DeepLearning-7.Rmd

---
title: "DeepLearning-7"
author: "Tinniam V Ganesh"
date: "April 28, 2018"
output: html_document
---

*Artificial Intelligence is the new electricity.*
                                    Prof Andrew Ng
                
*Most of human and animal learning is unsupervised learning. If intelligence was a cake, unsupervised learning would be the cake, supervised learning would be the icing on the cake, and reinforcement learning would be the cherry on the cake. We know how to make the icing and the cherry, but we don't know how to make the cake. We need to solve the unsupervised learning problem before we can even think of getting to true AI*
                       Yann LeCun, March 14, 2016 (Facebook)

#Introduction
In this post 'Deep Learning from first principles with Python, R and Octave-Part 5', I implement optimization methods used in Stochastic Gradient Descent (SGD) to speed up the convergence. Specifically I discuss and implement the following gradient descent optimization techniques

a.Vanilla Stochastic Gradient Descent
b.Learning rate decay
c. Momentum method
d.
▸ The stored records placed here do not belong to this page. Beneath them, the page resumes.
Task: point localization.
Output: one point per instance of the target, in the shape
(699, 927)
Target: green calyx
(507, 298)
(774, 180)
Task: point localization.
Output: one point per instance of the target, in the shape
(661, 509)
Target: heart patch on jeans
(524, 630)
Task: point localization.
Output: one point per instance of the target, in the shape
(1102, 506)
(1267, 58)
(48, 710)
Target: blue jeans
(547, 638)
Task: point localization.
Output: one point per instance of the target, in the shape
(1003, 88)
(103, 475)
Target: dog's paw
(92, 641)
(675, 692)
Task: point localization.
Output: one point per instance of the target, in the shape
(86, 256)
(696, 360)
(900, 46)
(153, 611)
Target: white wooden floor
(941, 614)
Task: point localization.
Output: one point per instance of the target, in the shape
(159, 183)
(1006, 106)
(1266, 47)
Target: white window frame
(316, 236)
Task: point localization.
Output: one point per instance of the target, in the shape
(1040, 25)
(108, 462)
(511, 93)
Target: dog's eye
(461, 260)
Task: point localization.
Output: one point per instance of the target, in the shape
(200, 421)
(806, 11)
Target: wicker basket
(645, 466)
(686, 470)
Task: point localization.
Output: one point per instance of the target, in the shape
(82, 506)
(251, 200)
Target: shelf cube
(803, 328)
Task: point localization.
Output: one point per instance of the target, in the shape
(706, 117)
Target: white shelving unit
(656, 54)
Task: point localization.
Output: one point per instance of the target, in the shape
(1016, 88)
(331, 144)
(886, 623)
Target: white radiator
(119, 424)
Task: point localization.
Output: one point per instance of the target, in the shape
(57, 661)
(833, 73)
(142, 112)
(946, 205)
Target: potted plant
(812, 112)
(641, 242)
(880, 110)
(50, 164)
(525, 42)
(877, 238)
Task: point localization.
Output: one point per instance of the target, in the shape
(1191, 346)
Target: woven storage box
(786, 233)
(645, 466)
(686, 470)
RMSProp
e. Adaptive Moment Estimation (Adam)

Incidentally, a good discussion of the various optimizations methods used in SGD can be seen at [Sebastian Ruder's blog](http://ruder.io/optimizing-gradient-descent/)

This post is largely based of on Prof Andrew Ng's [Deep Learning Specialization](https://www.coursera.org/specializations/deep-learning). All the above optimization techniques for SGD are based on the technique of exponentially weighted average method. So for example if we had some time series data \theta_{1},\theta_{2},\theta_{3}... \theta_{t} then we we can represent 
v_{t} = \beta v_{t-1} + (1-\beta)\theta_{t}

Here v_{t} represent the average of the data set over \frac{1}{1-\beta}. By choosing different values of \beta we can average over a larger or smaller number of the data points. 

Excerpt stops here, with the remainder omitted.